For 69-year-old Sajjad Khan, every breath is a reminder of the lung transplant that saved his life. An active father of three and successful banker, Khan had never worried about his health. But when walking up the stairs suddenly became an exhausting endeavor about three years ago, Khan knew that something wasn’t right.
Even after visiting his primary care doctor in Leominster and receiving a CT scan, it was unclear what was causing his difficulty breathing. His condition progressed rapidly, making everyday activities like getting dressed, combing his hair and walking feel like insurmountable tasks.
In March 2020, Khan was referred to the Brigham, where he met with Nirmal Sharma, MD, director of the Lung Transplantation Program. A renowned expert in pulmonary transplantation, Sharma and his colleagues quickly determined that Khan had progressive idiopathic pulmonary fibrosis, a chronic disease that causes scar tissue to build up in the lungs for an unknown reason. To save Khan’s life, they would need to act quickly and prepare for a lung transplantation.
The lung transplant team expeditiously evaluated Khan and listed him on the lung transplant waitlist. As Khan and his family anxiously waited, leaning on each other for support, Khan’s right heart began to fail — a result of the pulmonary fibrosis. In order to stabilize Khan’s condition, Sharma and Hari Mallidi, MD, the Surgical Director of Lung Transplantation, admitted Khan to the Brigham so that he could receive respiratory and cardiac support through an extracorporeal membrane oxygenation (ECMO) machine, that supports the patient’s heart and lungs when they can no longer perform these functions sufficiently on their own.
For Khan, the 48 hours that followed were testament to the power of both medicine and his family’s enduring hope. Shortly after Khan’s breathing stabilized on the ECMO, he received news that they had received a lung donor offer for him.
“It gave me my second life,” said Khan. “I never thought in my life that I could survive this, but I did.”

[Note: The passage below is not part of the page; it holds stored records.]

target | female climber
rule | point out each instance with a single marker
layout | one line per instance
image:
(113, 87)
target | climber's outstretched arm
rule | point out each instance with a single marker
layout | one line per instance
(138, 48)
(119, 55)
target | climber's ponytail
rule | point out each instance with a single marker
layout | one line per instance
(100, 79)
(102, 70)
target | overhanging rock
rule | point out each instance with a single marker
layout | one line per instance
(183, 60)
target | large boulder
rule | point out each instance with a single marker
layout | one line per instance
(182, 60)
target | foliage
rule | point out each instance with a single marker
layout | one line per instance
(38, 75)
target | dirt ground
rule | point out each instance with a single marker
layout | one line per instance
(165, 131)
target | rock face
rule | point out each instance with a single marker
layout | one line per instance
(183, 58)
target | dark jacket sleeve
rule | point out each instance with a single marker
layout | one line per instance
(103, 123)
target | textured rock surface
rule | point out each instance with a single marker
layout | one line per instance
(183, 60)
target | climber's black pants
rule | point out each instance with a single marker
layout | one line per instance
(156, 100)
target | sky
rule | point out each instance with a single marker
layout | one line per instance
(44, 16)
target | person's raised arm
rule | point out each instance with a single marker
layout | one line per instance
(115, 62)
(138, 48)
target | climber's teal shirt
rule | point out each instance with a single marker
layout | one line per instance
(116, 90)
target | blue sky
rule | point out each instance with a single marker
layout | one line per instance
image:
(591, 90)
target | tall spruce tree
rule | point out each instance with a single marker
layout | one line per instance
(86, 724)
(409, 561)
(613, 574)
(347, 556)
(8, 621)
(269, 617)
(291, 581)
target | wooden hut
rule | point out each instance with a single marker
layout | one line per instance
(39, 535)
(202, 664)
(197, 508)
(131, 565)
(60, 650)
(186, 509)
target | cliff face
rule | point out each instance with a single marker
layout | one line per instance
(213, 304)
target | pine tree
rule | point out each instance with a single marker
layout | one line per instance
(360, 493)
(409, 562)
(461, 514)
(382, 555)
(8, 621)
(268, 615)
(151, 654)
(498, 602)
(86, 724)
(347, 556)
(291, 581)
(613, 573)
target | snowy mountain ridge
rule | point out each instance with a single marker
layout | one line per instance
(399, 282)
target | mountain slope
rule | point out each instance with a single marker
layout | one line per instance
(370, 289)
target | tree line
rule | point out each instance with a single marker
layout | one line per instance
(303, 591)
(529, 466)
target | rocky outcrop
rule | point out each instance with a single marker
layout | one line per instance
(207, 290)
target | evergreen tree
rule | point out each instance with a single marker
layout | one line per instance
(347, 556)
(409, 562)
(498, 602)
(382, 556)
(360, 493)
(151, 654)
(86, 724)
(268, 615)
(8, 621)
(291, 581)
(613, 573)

In August, he underwent a six-hour surgery — performed by a large, multidisciplinary team led by Antonio Coppolino, MD, a member of the Lung Transplant Program — to replace his old, scarred lungs with new donor lungs. When Khan woke up from the surgery, weak and disoriented, he said he could barely lift his finger or make out the faces of the people around him. After five days of recovery in the hospital, his memories and mental clarity began to return. When he sat up, he noticed that his oxygen tank — which he’d spent months relying on — was no longer by his side.
“I asked my nurse, ‘Where is my oxygen?’ and the nurse said, ‘You don’t have an oxygen tank.’ I said, ‘Excuse me, what?’ She said, ‘Yes. Ever since you had the operation, you haven’t needed an oxygen tank because your oxygen levels are absolutely fine.’ I was just amazed,” Khan recalled.
Despite the pervasive uncertainty and fear that characterized this stage of Khan’s life, his gratitude can be felt in the way he talks about the Brigham.
“Everyone was just so nice, helpful and caring in a way I’ve never seen in my life,” said Khan.
Khan, who was born and raised in Bangladesh, said he hopes that his positive experience encourages others from diverse backgrounds and minority communities to feel confident that the Brigham is a place where all patients receive world-class care.
“We perform transplants for patients from all walks of life,” noted Sharma, “and we continually strive to create an environment where everyone feels welcome.”
Khan’s new lungs have granted him the freedom to live each moment to the fullest. This means being active again and spending more time with his family.
“Within 30 hours, he was up and about. He’s back to his old self,” said his daughter Kashfia Khan. “This surgery saved his life, and we could not be any more grateful or feel any more blessed.”
Looking toward the future, Khan hopes to return to Bangladesh to visit his elder sister, who he said is like a mother to him.
“Now, I can do anything,” said Khan. “I’m talking and laughing again. It is unbelievable. I am back to living my normal life.”